The truth is that I’m going to get criticized for whatever I do, so I might as well do what I think is right. What good is being appointed for life if you can’t follow your own conscience once in a while? So far, no one had tried to have me impeached for improper conduct and I didn’t believe I’d done anything to warrant such an action. Indeed, I’d have fewer problems with my colleagues if I allowed them to coerce me.
But this was the first time I’d ever been asked to help free a convicted felon. Freeing criminals is more than a little bit out of my league and it would require much more time than I could reasonably take away from my work. Besides, the chances that Harris’s mother was wrongfully convicted were slim. Despite popular fiction, innocent people don’t get convicted all that often.

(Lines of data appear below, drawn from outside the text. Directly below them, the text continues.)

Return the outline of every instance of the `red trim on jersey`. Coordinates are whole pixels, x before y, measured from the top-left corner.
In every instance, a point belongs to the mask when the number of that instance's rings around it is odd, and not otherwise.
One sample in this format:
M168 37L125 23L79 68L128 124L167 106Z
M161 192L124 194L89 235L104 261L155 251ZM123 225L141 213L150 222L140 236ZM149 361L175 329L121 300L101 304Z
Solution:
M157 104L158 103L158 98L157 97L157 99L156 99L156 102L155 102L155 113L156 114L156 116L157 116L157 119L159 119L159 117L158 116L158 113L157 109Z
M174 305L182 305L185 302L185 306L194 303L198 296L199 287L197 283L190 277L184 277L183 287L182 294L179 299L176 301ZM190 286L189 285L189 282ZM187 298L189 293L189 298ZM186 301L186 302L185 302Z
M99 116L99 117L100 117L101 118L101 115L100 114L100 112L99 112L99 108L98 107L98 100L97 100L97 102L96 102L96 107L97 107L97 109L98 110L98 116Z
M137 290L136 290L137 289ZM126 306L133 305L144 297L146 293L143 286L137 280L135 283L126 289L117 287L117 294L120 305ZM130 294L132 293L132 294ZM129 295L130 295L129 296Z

I began to try to extricate myself from the situation as politely as possible. I must have known about his mother’s conviction, but until Harris raised it, I had forgotten.
“Why is your mother in prison?” I asked, thinking that m
ore facts would provide me with a legitimate way to politely refuse his request, as I do most of the others I receive that are no less deserving.
“She was tried and convicted for killing my father, back in ’72,” he answered. “But she didn’t kill him. She was just a convenient defendant.”
Sure, I thought. That’s what they all say. I’ve rarely met a defendant who admitted guilt. The accuseds’ strongest defense is: deny, deny, deny. Even after they’re convicted, many inmates continue to protest their innocence and their families try hard to believe them. This was nothing new.
In any case, it’s very difficult to prove the police have the wrong suspect after he’s arrested. Most police departments do a good and thorough job of investigating homicide. The Tampa Police Department was no different.
So long after the murder was committed, it’s nearly impossible to demonstrate that the entire judicial system had completely failed. Especially when a convicted murderer has already served three decades. I, for one, find some comfort in the knowledge that we’ve all done our jobs.
Most of the time, those of us charged with administering justice do it right.
I must have looked as skeptical about his mother’s innocence as I felt because Harris put down his fork and leaned closer to me across the table.
“I know what you’re thinking. But you’ve never met my mom. She wouldn’t kill anyone. She certainly couldn’t have killed my father. She loved him.” His desperation was plainly apparent, but was he right? Or was he just a child who wanted his mother back? That, I could understand only too well. “We’ve got to get her out of prison before she dies there.”
“You mean she’s on death row?” I asked. If so, I could appropriately refuse his request. Attempting to free a death row inmate was more than a full-time occupation. I didn’t have the expertise to do anything that complicated, or the time to learn how to do the job, even if I had been convinced that I should get involved.